A Bridge Is Built In The Shape Of A Parabolic Arch

This question aims to find the height of a parabolic bridge 10 feet, 30 feet, and 50 feet from the center. The bridge is 30 feet high and has a span of 130 feet.

The concept needed for this question to understand and solve include basic algebra and familiarity with arches and parabolas. The equation of the parabolic arch’s height at a given distance from the endpoint is given as:

\[ y = \dfrac{4 h}{ l^2 } x ( l – x) \]

Where:

\[ h\ =\ Maximum\ Rise\ of\ the\  Arch \]

\[ l\ =\ Span\ of\ the\ Arch \]

\[ y\ =\ Height\ of\ the\ Arch\ at\ any\ given\ distance\ (x)\ from\ End\ Point \]

Expert Answer

To find the height of the arch at any given position, we can use the formula explained above. The given information about this problem is:

\[ h\ =\ 30\ feet \]

\[ l\ =\ 130\ feet \]

a) The first part is to find the bridge’s height, $10 feet$ from the center. As the bridge is constructed as a parabolic arch, the height on both sides of the center at an equal distance will be the same. The formula for the height of the bridge at any given distance from the endpoint is given:

\[ y\ =\ \dfrac{ 4h }{ l^2 } x (l -\ x) \]

Here, we have the distance from the center. To calculate the distance from the endpoint, we subtract it from half of the span of the bridge.
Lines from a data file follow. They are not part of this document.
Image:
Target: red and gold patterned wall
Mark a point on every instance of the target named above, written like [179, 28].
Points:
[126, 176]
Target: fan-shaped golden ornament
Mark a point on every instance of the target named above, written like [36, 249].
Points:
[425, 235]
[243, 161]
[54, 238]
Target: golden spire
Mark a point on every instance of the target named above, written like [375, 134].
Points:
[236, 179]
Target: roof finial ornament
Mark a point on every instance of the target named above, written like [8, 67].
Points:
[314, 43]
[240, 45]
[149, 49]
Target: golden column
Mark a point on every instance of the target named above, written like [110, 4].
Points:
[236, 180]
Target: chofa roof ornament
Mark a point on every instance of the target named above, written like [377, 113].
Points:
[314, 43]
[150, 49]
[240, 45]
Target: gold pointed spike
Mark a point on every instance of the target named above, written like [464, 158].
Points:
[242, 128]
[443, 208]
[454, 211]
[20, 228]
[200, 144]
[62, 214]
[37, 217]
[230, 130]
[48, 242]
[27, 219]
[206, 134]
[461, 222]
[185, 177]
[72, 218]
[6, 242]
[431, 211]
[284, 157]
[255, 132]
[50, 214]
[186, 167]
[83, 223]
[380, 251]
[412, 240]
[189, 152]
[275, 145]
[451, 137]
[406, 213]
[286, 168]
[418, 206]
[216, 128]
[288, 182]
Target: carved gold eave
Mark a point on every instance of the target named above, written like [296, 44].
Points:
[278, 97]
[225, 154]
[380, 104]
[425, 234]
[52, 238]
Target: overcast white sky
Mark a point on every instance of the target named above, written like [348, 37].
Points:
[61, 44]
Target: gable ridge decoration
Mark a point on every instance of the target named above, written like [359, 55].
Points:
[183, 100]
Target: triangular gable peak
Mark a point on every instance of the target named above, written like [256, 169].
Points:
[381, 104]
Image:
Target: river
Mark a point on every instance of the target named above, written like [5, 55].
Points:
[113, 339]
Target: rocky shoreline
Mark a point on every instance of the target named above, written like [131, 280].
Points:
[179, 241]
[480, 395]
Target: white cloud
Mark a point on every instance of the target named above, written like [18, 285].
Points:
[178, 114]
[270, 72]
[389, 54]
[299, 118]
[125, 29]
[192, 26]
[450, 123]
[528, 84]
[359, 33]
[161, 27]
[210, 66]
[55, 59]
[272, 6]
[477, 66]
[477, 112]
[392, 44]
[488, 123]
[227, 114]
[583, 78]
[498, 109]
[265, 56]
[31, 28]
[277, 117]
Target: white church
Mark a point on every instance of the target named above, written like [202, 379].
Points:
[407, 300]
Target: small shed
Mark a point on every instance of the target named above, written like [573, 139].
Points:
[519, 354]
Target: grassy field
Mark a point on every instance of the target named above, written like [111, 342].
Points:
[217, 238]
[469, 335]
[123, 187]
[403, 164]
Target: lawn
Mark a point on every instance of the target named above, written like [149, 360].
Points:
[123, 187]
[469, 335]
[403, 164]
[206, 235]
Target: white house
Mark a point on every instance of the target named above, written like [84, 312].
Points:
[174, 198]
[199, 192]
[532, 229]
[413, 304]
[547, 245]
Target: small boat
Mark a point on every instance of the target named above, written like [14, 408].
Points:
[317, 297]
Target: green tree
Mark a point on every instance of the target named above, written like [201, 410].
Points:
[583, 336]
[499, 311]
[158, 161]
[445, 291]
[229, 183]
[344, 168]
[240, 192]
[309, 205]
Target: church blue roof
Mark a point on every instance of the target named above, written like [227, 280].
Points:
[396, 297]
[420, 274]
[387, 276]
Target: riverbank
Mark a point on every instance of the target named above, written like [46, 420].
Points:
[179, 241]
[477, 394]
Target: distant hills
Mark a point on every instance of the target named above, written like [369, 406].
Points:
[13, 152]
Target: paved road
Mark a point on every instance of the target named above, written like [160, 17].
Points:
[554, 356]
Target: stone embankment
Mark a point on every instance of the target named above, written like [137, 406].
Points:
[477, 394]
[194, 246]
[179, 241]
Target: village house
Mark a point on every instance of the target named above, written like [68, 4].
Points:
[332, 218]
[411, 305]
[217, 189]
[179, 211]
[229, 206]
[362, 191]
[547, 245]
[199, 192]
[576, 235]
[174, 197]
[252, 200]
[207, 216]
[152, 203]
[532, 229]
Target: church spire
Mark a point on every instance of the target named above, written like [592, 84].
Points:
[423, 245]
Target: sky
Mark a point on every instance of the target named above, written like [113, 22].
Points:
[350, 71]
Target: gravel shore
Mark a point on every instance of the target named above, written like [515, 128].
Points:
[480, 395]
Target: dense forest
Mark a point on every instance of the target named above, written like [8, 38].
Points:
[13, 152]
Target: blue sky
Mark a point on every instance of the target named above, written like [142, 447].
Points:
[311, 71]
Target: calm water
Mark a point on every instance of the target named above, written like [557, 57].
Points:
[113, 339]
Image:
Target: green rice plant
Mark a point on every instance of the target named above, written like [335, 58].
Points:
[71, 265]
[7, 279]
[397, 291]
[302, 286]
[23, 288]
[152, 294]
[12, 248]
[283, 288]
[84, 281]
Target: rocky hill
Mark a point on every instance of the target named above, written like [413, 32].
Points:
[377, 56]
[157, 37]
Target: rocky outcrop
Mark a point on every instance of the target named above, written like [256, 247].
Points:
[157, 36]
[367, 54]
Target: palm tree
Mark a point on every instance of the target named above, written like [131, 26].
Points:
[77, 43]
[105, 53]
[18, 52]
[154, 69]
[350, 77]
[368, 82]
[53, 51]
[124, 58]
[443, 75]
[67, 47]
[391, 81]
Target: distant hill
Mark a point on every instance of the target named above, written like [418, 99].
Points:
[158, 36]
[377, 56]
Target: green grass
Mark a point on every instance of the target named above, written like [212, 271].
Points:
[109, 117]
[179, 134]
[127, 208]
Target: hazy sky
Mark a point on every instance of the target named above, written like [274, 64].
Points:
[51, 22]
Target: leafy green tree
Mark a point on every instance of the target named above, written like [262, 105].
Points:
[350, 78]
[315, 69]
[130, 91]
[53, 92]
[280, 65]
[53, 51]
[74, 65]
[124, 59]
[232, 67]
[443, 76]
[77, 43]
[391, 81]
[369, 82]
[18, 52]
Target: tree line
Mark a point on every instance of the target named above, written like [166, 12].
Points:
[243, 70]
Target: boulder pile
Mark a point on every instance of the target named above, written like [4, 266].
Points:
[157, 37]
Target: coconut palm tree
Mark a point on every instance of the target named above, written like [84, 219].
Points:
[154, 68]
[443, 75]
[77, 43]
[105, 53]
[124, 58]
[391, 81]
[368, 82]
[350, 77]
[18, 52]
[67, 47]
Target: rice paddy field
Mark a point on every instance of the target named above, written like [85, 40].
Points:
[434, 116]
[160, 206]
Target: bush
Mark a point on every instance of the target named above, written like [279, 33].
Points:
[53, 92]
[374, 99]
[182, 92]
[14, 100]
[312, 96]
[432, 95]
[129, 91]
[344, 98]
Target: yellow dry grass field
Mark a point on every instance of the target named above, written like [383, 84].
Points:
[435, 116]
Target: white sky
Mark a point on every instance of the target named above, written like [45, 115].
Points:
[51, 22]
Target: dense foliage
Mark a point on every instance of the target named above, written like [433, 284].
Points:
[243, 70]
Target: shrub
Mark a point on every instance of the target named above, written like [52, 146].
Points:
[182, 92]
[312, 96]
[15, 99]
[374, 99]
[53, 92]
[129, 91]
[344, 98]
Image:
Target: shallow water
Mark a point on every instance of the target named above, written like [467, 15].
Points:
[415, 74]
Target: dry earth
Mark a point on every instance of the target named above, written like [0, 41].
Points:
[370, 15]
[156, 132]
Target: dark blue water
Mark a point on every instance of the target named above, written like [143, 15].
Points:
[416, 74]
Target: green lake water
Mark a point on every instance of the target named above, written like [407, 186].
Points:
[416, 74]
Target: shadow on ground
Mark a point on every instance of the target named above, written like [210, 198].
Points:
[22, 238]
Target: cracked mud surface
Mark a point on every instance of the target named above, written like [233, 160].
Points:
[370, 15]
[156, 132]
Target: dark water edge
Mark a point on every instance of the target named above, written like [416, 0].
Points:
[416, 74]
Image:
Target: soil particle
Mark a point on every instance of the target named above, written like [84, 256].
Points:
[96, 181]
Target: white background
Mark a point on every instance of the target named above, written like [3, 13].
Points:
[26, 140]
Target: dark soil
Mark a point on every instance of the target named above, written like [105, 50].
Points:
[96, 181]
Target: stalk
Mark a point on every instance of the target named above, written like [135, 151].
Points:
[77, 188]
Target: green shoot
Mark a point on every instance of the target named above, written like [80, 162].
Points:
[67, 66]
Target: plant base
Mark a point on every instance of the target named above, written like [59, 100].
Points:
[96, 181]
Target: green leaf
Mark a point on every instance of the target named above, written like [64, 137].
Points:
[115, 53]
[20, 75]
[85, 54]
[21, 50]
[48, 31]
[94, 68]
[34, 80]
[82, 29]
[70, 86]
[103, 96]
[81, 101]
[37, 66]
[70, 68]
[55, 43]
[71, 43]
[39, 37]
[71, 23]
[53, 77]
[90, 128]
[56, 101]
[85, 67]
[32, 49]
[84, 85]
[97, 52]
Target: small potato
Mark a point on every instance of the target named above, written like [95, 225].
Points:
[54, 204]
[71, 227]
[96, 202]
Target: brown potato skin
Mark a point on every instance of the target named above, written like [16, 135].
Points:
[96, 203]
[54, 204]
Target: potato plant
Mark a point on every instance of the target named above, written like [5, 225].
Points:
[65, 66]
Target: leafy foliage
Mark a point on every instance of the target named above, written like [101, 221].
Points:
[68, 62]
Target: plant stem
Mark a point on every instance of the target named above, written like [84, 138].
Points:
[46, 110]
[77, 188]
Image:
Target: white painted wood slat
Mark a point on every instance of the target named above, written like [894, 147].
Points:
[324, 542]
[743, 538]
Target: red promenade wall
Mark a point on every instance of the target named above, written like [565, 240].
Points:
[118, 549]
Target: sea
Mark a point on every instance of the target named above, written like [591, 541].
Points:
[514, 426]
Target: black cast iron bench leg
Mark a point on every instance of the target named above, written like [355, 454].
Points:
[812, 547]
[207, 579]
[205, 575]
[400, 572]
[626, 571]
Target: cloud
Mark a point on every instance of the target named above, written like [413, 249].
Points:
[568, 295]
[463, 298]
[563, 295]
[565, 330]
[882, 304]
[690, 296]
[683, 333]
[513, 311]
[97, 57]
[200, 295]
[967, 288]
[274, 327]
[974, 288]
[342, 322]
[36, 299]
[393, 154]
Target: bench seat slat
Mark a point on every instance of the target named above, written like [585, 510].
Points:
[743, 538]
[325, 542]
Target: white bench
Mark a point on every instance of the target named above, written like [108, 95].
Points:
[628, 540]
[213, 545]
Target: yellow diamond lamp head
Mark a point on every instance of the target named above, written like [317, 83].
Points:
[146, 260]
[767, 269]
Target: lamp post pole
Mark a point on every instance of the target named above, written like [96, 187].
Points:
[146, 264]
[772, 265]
So, for $10 feet$, $x$ will be:

\[ x\ =\ \dfrac{130}{2}\ -\ 10 \]

\[x \ =\ 55 feet \]

Substituting the values, we get:

\[ y\ =\ \dfrac{ 4 \times 30 }{ ( 130)^2 } (55) (130 -\ 55) \]

Solving this equation, we get:

\[ y\ =\ 29.3\ feet \]

b) The height of the bridge $30 feet$ from the center is given as:

\[ x\ =\ \dfrac{130}{2}\ -\ 30 \]

\[x \ =\ 35 feet \]

\[ y\ =\ \dfrac{ 4 \times 30 }{ ( 130)^2 } (35) (130 -\ 35) \]

Solving this equation, we get:

\[ y\ =\ 23.6\ feet \]

c) The height of the bridge $50 feet$ from the center is given as:

\[ x\ =\ \dfrac{130}{2}\ -\ 50 \]

\[x \ =\ 5 feet \]

\[ y\ =\ \dfrac{ 4 \times 30 }{ ( 130)^2 } (5) (130 -\ 5) \]

Solving this equation, we get:

\[ y\ =\ 4.44\ feet \]

Numerical Result

The height of the parabolic arch bridge $10 feet$, $30 feet$ and $50 feet$ from the center is calulated to be:

\[ y_{10}\ =\ 29.3\ feet \]

\[ y_{30}\ =\ 23.6\ feet \]

\[ y_{50}\ =\ 4.44\ feet \]

These heights will be same on either side of the bridge as the bridge is an arch shaped.

Example

Find the height of a parabolic arch bridge with a $20 feet$ height and $100 feet$ span at $20 feet$ from the center.

We have:

\[ h = 20\ feet \]

\[ l = 100\ feet \]

\[ x = \dfrac{l}{2}\ -\ 20 \]

\[ x = 30\ feet \]

Substituting the values in the given formula, we get:

\[ y = \dfrac{ 4 \times 20 }{ (100)^2 } (30) (100\ -\ 30) \]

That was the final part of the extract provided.